Best Actress — Drama Series
Olivia Colman (The Crown)
Jodie Comer (Killing Eve)
Predicted winner: Emma Corrin (The Crown)
Laura Linney (Ozark)
Sarah Paulson (Ratched)
After winning in this category last year, Olivia Colman should make way for Emma Corrin’s take on a restless young Princess Diana, before Elizabeth Debicki inherits the part for seasons five and six.
Best Actor — Drama Series
Predicted winner: Jason Bateman (Ozark)
Josh O’Connor (The Crown)
Bob Odenkirk (Better Call Saul)
Al Pacino (Hunters)
Matthew Rhys (Perry Mason)
This race is wide open, but Jason Bateman could swoop in as this is his third consecutive nod for Ozark, and the show received other nominations, unlike Better Call Saul, Hunters and Perry Mason.
Best Actress — Musical or Comedy Series
Lily Collins (Emily in Paris)
Predicted winner: Kaley Cuoco (The Flight Attendant)
Elle Fanning (The Great)
Jane Levy (Zoey’s Extraordinary Playlist)
Catherine O’Hara (Schitt’s Creek)
While screen veteran Catherine O’Hara would make a worthy winner (astonishingly, this is her first nomination), the buzz has steadily been building for Kaley Cuoco’s madcap murder mystery.
Best Actor — Musical or Comedy Series
Don Cheadle (Black Monday)
Nicholas Hoult (The Great)
Eugene Levy (Schitt’s Creek)
Predicted winner: Jason Sudeikis (Ted Lasso)
Ramy Youssef (Ramy)
The surge for Ted Lasso could push Jason Sudeikis over the line for his heartwarming titular turn.
Best Supporting Actress — Television
Predicted winner: Gillian Anderson (The Crown)
Helena Bonham Carter (The Crown)
Julia Garner (Ozark)
Annie Murphy (Schitt’s Creek)
Cynthia Nixon (Ratched)
Just as Meryl Streep won an Oscar for playing Margaret Thatcher, Gillian Anderson is widely tipped to take home the Golden Globe for her portrayal of the steely prime minister in The Crown.
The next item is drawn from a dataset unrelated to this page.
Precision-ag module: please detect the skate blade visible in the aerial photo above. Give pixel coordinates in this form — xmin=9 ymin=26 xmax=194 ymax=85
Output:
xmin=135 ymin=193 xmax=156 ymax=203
From her raspy voice to her carefully calibrated mannerisms and immovable bouffant, it’s a startling transformation.
Best Supporting Actor — Television
Predicted winner: John Boyega (Small Axe)
Brendan Gleeson (The Comey Rule)
Daniel Levy (Schitt’s Creek)
Jim Parsons (Hollywood)
Donald Sutherland (The Undoing)
Unless Daniel Levy clinches it, this award is John Boyega’s for his masterful work in the BBC and Amazon Prime’s Small Axe, Steve McQueen’s powerful anthology series about London’s West Indian community between the 1960s and 1980s.